恩師を囲んで
当たり前ですが、お世話になった先生がたくさんいます。その中でも、昔いろいろと教わり、今でも機会があれば意見をうかがいたいという先生がいます。単にお世話になったというだけではなく、考え方の指針を求めているような存在。
そういう人を恩師と呼ぶのかもしれません。
自分にとって何人かいるそのような先生のお一人に、永田良昭先生がいます。
先生には数多くの教え子や弟子筋の方がいらっしゃるので、私はその末席にもいないと思いますが、お世話になった度合いで言うと相当で、一方的に恩師としている先生です。
その先生と大学院修了以来ほとんど15年以上ぶりくらいにお会いすることができたという話です。
永田先生は学習院大学で社会心理学を専門として長く教鞭を取られ、その後学長まで務められました。私は学部から大学院のときにかけて、先生の授業で学んだり、研究の指導をいただいたりしました。
先生は当時も相当ご多忙であったはずですが、私の論文にいつも朱で丁寧なコメントを入れて下さいました。
私は結局、先生から、知識というより〈考える仕方〉を学んだのだと思います。
そして、先生から学んだ〈考える仕方〉はその後も私を支え続けるものとなりました。
先生は、私が大学を離れ臨床の現場に出ても、(直接お会いする機会はもうほとんどなかったにもかかわらず)「研究だけは続けるように」「研究の進展はどうですか」とずっと声をかけ続けてくださいました。そういうのはとても珍しいことと言いますか、ありがたいことでした。その後、私が博士論文を執筆する最初のきっかけと励ましを与えてくださったのも先生でした。
一方的に恩師としていると言いましたが、大学を離れた後は、ほとんどと言うか、まったくお会いしていませんでした。博士論文執筆でさんざんお世話になったのに、ほとんどがメールか手紙のやりとりでした。
それがこのたび機会を得て、同じくお世話になった大学院の同期二人と合わせて、先生を囲んで食事会を開くことができました。
まさに15年ぶりくらいの再会でした。
奇跡のような会でした。
こういうことがあるのが、生きていることの面白さなのだなと実感した次第です。
ご高齢でもありますし、寒い日でしたし、場所も少し遠方でしたから、お呼びだてするのも本当に気が気ではありませんでした。
ところが現れた先生は、見た目もまったく変わりないどころか、大所高所からの評論も、ときどき毒の入ったご指導も(苦笑)、学生時代に会ったときのまったくそのままでした。

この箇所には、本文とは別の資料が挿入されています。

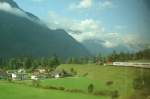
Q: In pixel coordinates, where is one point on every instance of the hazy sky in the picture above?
(111, 22)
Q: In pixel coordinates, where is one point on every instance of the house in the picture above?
(60, 74)
(14, 76)
(3, 74)
(17, 74)
(33, 77)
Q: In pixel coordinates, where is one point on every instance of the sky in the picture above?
(110, 22)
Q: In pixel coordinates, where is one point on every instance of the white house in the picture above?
(33, 77)
(14, 76)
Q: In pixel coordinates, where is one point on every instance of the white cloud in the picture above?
(38, 1)
(106, 4)
(89, 29)
(82, 4)
(7, 7)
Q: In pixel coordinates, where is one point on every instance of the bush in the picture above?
(108, 83)
(74, 90)
(103, 93)
(115, 94)
(36, 83)
(90, 88)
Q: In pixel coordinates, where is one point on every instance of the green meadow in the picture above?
(99, 76)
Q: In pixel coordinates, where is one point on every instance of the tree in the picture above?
(54, 61)
(90, 88)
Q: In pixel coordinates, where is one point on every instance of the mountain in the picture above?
(95, 47)
(22, 34)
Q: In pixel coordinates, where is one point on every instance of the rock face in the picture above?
(25, 36)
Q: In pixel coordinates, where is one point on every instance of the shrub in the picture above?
(115, 94)
(103, 93)
(90, 88)
(108, 83)
(74, 90)
(36, 83)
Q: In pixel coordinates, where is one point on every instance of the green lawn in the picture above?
(122, 78)
(99, 75)
(15, 91)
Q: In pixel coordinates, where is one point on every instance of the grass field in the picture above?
(122, 78)
(15, 91)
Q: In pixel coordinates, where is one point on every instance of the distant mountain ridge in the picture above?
(20, 36)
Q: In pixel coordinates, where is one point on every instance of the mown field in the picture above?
(15, 91)
(99, 76)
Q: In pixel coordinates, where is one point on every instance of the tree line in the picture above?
(54, 61)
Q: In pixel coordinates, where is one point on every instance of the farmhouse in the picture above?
(3, 74)
(17, 74)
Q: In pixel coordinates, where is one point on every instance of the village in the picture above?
(36, 74)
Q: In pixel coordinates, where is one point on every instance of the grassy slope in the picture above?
(14, 91)
(99, 75)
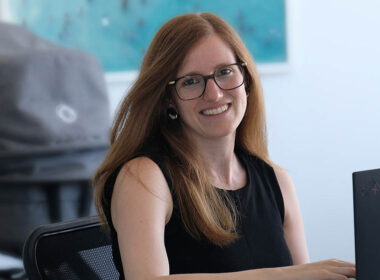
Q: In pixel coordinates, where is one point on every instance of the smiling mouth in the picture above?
(216, 111)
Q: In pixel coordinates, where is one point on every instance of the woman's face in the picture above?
(217, 113)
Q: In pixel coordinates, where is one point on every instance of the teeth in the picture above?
(216, 111)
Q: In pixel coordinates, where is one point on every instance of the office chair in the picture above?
(78, 249)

そして、飄々とお酒も飲まれる。
ほとんど驚嘆しました。
さらに先生は今でも本を執筆中で、ときどき大学に来て書庫に入っているというのですから、同期二人と「一体どうなってるんだ?」と(笑)。
私が少し前に出版した著書にも目を通して下さって、「こういう書き方はよかった」などと言ってもらえると、舞い上がってしまうわけです。
私が書きたかったテーマの真意をきちんと見抜いて、すべてお見通しという感じ。すごいなあ、専門領域も違うし、長くお会いしていないのになんでそんなことがわかるのだろうと思ったのですが、これはよく考えたら当たり前で、こちらが先生の考えるスタイルに影響を受けてきたわけですから、先生には見抜けて当然なんですね。
先生は食事の最後にふと、「今の学生さんは自分の可能性を自分で決めてしまっているようで危惧している。」「以前の学生さんは少しおだてたら発憤して、自分の思ってもみなかった可能性に気がついて挑戦していたように思うが…」とおっしゃいました。
たしかにそういう気もするなあと。同時に、あ、そうか、自分たちも先生におだてられて発憤したタチだったのかと、苦い笑みがこぼれました。
もういい歳のわれわれですが、先生の前に出たら平身低頭、中学生のようのものです。
とにかくうれしく、楽しい会でした。
ほんとうに自分は「先生」や「師」に恵まれているなあと思います。
実際私など放っておくとすぐに人から受けた恩を忘れて一人で大きくなったような気になるタイプですから、時々自分にとって大切な先生を思い浮かべておかないといけません。
永田先生だけでなく、ほかにも自分にとって大切な先生がいて、いただいた良い言葉や面白いエピソードもあるので、自らを戒めるためにも(笑)都度都度ブログに書いていきたいと思っています。